The National | 6.11.07

national_owyoung2The National's performance was one of those that cemented the devotion of old fans, pulled the new fans down deeper, and introduced curious music lovers to a band that will soon be one of their favorites.

 

 

 

Duck Room, St. Louis, MO

Photos: Todd Owyoung. More photos in Photo Gallery 

Following the late-May release of their fourth album, Boxer, The National seem to be out to prove that they can do more than produce subdued, morose music, albeit the sort full of intrigue, rich lyrics, and beauteous instrumentation. At Blueberry Hill's Duck Room, The National showed that they can put on a good show, spell their occasional sarcasm with an honest presentation, and simply rock the shit.national_owyoung

With drink in hand, vocalist Matt Berninger followed his band mates on stage, brother guitarists Bryce and Aaron Dessner, rhythm brothers Bryan and Scott Devendorf, and multi-instrumentalist/member of The Clogs, Padma Newsome. A bit taller than the Dessner brothers, Berninger stood out at the front of the stage in a short-sleeved button down shirt and tie. If he never sang a note, you might think he was a substitute teacher. Starting softly, the group brought a hush over the crowd with Boxer beauties "Start a War" and "Slow Show," before bringing relief and cheers from a decent crowd of dedicated fans with Alligator opener, "Secret Meeting."

Emotions only built throughout the night's performance, from the band and audience alike. As the hardcore, front-rowers got more lively, the request shouts kept coming, prompting Bryce to say, "This is the most requests we've ever got for songs that we're not gonna do." Of course, the band wouldn't let themselves be that cruel, and after Berninger suggested that oft-shouted "Murder Me Rachael" had been "murdered too many times lately," they busted it out anyway.

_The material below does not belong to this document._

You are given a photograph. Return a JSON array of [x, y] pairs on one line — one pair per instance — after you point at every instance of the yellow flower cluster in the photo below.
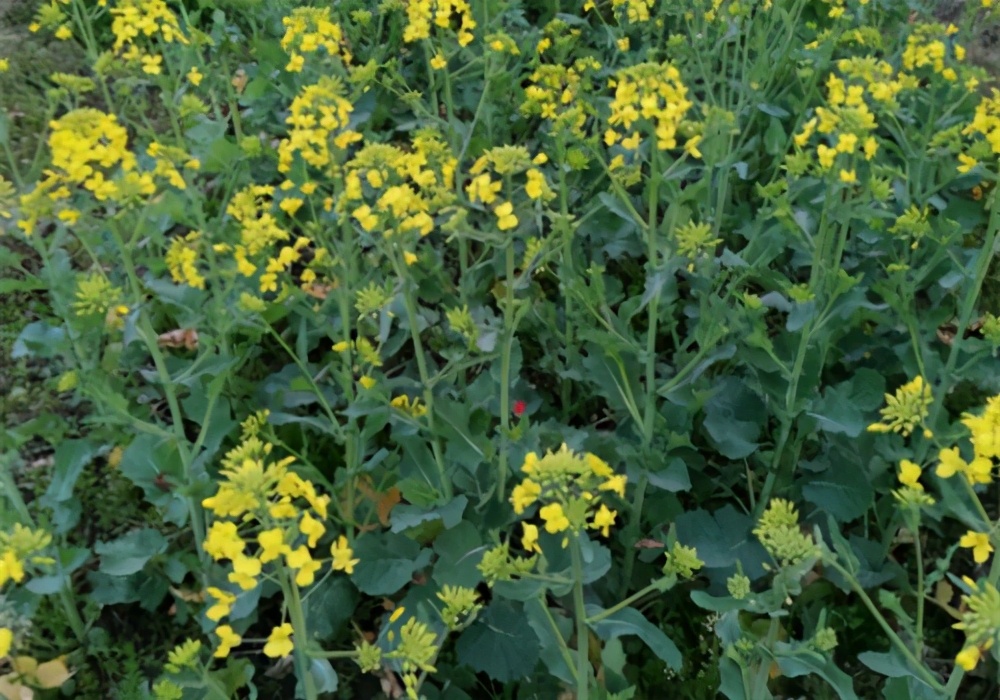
[[89, 150], [649, 97], [558, 93], [986, 123], [985, 438], [182, 260], [451, 15], [905, 410], [318, 115], [570, 488], [980, 620], [265, 513], [506, 162], [152, 19], [20, 548], [845, 126], [926, 48], [307, 29], [399, 191]]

Another "surprise" for the fans was the scarcely performed "Lucky You," yet the primary set was ruled by fabulous performances of "Apartment Story" and "The Geese of Beverly Road."

Although everything up to this point was phenomenal, nothing could match the crowd's excitement on set closers, "Fake Empire" and "Mr. November," the former of which drew the biggest applause, and seems to be the band's most defining track to date. In terms of showstoppers, nothing gets better than the raw, emotive screams of Berninger on "Mr. November." As the crooner escaped his baritone shell, held his microphone-arm underneath the elbow, and grabbed the rafters, you couldn't help but be on his side when he yelled, "I won't fuck us over!"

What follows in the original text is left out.